Bistola Vasiliki, Parissis John, Foukarakis Emmanouil, Valsamaki Pipitsa N, Anastasakis Aris, Koutsis Georgios, Efthimiadis Georgios, Kastritis Efstathios
Department of Cardiology, Heart Failure Unit, National and Kapodistrian University of Athens, Attikon University Hospital, Athens, Greece.
Cardiology Department, Venizeleion General Hospital of Heraklion, Heraklion, Greece.
Heart Fail Rev. 2021 Jul;26(4):861-879. doi: 10.1007/s10741-020-10062-w. Epub 2021 Jan 15.

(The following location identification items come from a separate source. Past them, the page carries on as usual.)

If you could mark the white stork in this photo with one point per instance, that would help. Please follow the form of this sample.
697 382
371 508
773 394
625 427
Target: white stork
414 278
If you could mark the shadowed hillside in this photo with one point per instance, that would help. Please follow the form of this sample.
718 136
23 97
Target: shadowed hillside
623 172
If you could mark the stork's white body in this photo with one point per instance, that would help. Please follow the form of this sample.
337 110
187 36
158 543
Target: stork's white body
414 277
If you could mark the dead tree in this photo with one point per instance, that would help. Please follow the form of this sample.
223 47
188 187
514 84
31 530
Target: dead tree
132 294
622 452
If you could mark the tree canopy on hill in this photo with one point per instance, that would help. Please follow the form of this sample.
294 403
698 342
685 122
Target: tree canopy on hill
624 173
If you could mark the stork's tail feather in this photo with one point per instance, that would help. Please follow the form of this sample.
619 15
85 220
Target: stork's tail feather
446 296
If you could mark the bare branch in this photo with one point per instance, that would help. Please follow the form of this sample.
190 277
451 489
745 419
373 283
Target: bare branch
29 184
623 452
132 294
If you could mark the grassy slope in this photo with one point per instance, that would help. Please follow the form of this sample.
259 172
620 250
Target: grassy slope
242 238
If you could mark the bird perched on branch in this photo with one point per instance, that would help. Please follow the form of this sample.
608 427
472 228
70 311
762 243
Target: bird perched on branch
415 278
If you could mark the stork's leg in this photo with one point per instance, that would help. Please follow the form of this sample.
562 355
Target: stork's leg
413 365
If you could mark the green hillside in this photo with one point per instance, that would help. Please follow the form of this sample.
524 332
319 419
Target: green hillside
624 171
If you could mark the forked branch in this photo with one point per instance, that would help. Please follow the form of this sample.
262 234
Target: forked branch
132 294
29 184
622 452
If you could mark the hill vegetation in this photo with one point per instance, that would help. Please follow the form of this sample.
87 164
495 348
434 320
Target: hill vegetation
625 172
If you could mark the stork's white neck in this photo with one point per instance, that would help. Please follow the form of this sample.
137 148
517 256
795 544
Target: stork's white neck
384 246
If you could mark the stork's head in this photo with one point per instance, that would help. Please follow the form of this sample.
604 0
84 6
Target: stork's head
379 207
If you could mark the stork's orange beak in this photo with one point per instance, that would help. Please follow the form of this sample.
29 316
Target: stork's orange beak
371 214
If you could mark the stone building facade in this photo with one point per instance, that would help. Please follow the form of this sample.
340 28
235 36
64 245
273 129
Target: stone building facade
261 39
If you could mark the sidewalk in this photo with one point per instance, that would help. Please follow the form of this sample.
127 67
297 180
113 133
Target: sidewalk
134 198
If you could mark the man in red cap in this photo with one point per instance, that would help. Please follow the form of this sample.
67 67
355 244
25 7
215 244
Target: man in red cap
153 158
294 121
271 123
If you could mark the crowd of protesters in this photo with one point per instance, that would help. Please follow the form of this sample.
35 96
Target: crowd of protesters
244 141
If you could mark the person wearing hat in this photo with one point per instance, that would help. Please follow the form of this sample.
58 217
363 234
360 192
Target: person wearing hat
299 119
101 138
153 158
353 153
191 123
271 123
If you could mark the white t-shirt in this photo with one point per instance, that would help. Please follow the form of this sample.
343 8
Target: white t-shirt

Cardiac amyloidosis (CA) is an infiltrative restrictive cardiomyopathy caused by accumulation in the heart interstitium of amyloid fibrils formed by misfolded proteins. Most common CA types are light chain amyloidosis (AL) caused by monoclonal immunoglobulin light chains and transthyretin amyloidosis (ATTR) caused by either mutated or wild-type transthyretin aggregates. Previously considered a rare disease, CA is increasingly recognized among patients who may be misdiagnosed as undifferentiated heart failure with preserved ejection fraction (HFPEF), paradoxical low-flow/low-gradient aortic stenosis, or otherwise unexplained left ventricular hypertrophy. Progress in diagnosis has been due to the refinement of cardiac echocardiographic techniques (speckle tracking imaging) and magnetic resonance (T1 mapping) and mostly due to the advent of bone scintigraphy that has enabled noninvasive diagnosis of ATTR, limiting the need for endomyocardial biopsy. Importantly, proper management of CA starts from early recognition of suspected cases among high prevalence populations, followed by advanced diagnostic evaluation to confirm diagnosis and typing, preferentially in experienced amyloidosis centers. Differentiating ATTR from other types of amyloidosis, especially AL, is critical. Emerging targeted ATTR therapies offer the potential to improve outcomes of these patients previously treated only palliatively.
心脏淀粉样变性(CA)是一种浸润性限制性心肌病,由错误折叠的蛋白质形成的淀粉样纤维在心脏间质中积聚所致。最常见的CA类型是由单克隆免疫球蛋白轻链引起的轻链淀粉样变性(AL)和由突变或野生型转甲状腺素蛋白聚集体引起的转甲状腺素蛋白淀粉样变性(ATTR)。CA以前被认为是一种罕见疾病,现在越来越多地在可能被误诊为射血分数保留的未分化心力衰竭(HFpEF)、矛盾性低流量/低梯度主动脉瓣狭窄或其他不明原因的左心室肥厚的患者中被识别出来。诊断方面的进展归因于心脏超声心动图技术(斑点追踪成像)和磁共振成像(T1映射)的改进,主要是由于骨闪烁显像的出现,它能够对ATTR进行无创诊断,减少了心内膜心肌活检的必要性。重要的是,CA的合理管理始于在高患病率人群中早期识别疑似病例,然后进行先进的诊断评估以确诊和分型,最好是在经验丰富的淀粉样变性中心进行。区分ATTR与其他类型的淀粉样变性,尤其是AL,至关重要。新兴的靶向ATTR疗法有可能改善这些以前仅接受姑息治疗的患者的预后。